Amor Estragado, de Ana Bárbara Pedrosa
Ler este livro em duas madrugadas marcadas pela insónia habitual talvez não tenha sido a melhor das ideias mas a verdade é que foi o que aconteceu. Já sabia mais ou menos ao que ia mas o primeiro parágrafo marcou o tom: "Matei a minha mulher. Não fiz de propósito, mas é daquelas coisas que, depois de feitas, já não deixam volta a dar". Quem nos fala assim é Manel, o agressor, assassino de Ema. A primeira voz que ouvimos é a do agressor, não a admitir um crime mas a constatar um facto.
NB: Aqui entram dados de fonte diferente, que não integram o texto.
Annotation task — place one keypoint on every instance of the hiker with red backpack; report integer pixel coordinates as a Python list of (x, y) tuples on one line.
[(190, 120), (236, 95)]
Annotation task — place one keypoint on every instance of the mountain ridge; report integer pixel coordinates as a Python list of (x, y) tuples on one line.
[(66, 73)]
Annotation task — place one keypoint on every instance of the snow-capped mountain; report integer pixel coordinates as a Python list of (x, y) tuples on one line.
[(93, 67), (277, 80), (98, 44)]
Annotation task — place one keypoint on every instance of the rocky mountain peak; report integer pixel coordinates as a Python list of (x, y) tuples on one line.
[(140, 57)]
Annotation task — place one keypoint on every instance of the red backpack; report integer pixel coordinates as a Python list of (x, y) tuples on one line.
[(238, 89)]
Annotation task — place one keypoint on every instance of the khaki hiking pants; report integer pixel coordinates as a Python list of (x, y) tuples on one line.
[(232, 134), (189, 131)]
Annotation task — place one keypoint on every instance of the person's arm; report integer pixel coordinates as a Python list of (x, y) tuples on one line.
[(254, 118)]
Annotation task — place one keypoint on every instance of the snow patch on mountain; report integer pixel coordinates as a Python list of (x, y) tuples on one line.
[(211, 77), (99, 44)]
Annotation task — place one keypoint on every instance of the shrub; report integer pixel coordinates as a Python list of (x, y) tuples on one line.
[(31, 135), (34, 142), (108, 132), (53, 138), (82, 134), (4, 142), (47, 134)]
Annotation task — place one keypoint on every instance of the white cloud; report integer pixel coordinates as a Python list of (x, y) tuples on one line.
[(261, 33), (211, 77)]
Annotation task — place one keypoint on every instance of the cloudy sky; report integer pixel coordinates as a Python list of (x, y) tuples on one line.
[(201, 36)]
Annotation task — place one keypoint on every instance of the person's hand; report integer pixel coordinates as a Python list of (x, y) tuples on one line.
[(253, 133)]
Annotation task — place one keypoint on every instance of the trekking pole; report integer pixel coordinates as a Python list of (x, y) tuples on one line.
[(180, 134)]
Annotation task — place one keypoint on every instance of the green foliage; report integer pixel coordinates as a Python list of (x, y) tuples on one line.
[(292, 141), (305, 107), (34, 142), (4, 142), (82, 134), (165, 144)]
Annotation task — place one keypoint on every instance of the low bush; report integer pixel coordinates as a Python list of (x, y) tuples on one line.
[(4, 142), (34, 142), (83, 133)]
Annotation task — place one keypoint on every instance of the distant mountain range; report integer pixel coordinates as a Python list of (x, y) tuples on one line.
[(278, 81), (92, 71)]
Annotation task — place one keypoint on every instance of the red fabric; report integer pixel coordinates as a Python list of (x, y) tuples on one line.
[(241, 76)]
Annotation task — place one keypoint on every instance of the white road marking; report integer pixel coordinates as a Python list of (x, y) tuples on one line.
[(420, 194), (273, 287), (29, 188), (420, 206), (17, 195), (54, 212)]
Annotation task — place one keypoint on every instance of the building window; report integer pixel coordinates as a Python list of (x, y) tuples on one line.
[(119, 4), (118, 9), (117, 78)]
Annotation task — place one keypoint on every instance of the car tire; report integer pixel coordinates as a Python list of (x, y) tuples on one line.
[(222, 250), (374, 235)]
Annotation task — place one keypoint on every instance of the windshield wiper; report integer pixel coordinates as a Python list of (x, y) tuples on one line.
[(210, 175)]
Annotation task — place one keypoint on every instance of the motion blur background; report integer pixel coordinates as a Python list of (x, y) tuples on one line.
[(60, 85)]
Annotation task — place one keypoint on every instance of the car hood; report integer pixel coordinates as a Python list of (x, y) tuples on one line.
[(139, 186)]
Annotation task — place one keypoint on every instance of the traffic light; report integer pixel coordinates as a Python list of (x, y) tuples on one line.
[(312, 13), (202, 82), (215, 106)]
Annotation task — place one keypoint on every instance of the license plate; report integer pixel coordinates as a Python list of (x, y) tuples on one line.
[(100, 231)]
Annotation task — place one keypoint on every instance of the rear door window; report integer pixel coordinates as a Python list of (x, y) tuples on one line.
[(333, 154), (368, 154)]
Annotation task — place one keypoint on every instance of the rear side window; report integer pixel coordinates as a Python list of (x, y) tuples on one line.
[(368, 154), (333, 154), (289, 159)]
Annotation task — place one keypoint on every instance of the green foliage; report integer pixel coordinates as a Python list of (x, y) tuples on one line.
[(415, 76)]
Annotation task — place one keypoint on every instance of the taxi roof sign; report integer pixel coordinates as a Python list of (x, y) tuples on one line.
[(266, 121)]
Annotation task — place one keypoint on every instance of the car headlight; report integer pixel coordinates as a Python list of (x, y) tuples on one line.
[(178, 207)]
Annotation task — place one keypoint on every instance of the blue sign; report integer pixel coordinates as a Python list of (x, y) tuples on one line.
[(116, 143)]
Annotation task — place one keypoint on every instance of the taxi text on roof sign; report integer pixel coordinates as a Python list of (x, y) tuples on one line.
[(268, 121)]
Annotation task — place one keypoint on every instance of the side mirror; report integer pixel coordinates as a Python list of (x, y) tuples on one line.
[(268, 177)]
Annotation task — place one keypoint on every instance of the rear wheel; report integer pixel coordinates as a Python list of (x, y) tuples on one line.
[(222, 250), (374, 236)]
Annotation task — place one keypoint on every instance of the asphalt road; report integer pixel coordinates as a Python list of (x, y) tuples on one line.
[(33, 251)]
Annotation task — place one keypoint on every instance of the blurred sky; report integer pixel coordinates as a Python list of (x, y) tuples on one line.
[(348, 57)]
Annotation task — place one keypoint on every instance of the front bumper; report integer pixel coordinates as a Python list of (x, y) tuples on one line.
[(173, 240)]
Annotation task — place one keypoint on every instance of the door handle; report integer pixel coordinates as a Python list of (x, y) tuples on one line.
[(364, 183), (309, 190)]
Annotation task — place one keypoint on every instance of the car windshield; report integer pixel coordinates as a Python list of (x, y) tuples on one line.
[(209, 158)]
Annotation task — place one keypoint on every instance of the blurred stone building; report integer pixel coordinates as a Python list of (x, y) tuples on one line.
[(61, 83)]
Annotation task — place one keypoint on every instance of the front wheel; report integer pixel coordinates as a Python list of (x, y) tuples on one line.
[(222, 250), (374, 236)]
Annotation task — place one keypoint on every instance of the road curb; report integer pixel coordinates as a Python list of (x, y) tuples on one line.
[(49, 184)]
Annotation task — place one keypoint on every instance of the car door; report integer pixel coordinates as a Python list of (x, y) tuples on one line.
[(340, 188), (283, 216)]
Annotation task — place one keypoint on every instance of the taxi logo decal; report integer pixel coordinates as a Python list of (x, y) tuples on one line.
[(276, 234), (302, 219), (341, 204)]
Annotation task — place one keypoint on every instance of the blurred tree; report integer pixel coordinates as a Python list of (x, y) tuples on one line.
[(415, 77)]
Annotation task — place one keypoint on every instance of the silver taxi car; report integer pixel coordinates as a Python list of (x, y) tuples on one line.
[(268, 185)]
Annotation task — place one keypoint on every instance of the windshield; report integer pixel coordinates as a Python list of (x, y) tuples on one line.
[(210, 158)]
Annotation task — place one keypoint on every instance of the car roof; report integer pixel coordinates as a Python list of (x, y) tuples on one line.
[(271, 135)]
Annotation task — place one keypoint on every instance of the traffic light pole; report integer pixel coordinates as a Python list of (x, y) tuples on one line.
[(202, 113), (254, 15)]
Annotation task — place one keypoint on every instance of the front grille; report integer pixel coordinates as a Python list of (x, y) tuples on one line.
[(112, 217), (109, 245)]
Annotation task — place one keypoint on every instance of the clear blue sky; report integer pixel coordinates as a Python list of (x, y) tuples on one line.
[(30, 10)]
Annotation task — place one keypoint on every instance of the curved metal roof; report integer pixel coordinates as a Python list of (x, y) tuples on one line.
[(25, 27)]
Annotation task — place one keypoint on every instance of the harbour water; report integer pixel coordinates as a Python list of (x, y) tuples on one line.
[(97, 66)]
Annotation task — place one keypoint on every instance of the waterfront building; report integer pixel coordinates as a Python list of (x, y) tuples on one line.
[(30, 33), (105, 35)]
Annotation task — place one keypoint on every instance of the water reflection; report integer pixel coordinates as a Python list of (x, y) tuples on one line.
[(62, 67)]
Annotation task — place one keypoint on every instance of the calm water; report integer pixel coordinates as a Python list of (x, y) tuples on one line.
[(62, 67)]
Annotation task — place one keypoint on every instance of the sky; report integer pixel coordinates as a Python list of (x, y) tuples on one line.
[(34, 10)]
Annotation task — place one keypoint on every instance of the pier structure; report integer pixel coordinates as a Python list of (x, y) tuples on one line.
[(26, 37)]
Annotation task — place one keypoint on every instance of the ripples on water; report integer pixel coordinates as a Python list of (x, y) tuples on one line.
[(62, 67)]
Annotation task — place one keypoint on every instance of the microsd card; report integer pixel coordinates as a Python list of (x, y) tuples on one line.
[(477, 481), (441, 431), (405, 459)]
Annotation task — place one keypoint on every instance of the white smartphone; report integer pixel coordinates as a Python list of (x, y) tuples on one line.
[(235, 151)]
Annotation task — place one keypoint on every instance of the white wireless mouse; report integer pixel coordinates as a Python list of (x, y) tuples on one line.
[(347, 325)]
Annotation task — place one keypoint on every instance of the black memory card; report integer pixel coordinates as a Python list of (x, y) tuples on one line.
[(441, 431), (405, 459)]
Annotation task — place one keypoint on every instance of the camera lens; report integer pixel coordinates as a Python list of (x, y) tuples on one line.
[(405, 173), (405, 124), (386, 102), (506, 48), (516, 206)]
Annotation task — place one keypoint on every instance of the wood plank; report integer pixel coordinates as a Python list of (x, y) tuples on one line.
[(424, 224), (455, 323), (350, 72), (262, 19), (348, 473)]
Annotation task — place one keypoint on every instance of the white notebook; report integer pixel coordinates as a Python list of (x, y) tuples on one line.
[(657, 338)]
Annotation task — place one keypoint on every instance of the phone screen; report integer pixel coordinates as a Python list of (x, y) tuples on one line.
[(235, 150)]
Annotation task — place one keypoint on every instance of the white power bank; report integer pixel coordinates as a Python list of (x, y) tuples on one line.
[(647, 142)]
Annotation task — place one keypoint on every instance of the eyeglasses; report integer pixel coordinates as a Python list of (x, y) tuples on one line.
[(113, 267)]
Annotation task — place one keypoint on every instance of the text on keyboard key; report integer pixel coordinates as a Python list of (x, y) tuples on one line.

Aconteceu, pronto. E nem sequer foi culpa dele. A segunda voz é a de Zé, irmão de Manel, que nos conta, de fora do casamento mas de dentro da família, como é que ninguém conseguiu impedir que tal acontecesse. A voz de Ema não se ouve mas enche as páginas deste livro.
Ao longo desta breve e dura leitura pensei muitas vezes que talvez, talvez, isto fosse um pouco de exagero mas imediatamente me lembrava de todas as mulheres que todos os anos morrem às mãos de homens violentos (no ano de 2023 foram, salvo erro, 17 cá em Portugal) e voltava às páginas à procura de uma explicação para além da maldade pura e dura. Ana Bárbara Pedrosa não tem qualquer complacência e obriga-nos a olhar para esta mulher - morta às mãos de um amor estragado (o dela, que dele não se pode falar de amor) - que sofre humilhação atrás de humilhação, que é destruída a cada página, a cada chapada, cada insulto e obriga-nos a reflectir e a admitir que falhamos enquanto sociedade.
Tenho sempre dificuldade em dizer que um livro destes é bom ou que gostei. Esta história é feia e magoa, deprime e revolta-nos. Como ler isto? Como não ler isto?
Há muitas histórias sobre violência doméstica. Tenho a impressão que a grande maioria é contada na perspectiva da mulher, da vítima. Esta é contada da perspectiva do agressor e de um espectador homem. E dessa forma a escritora consegue passar-nos toda a força desta história.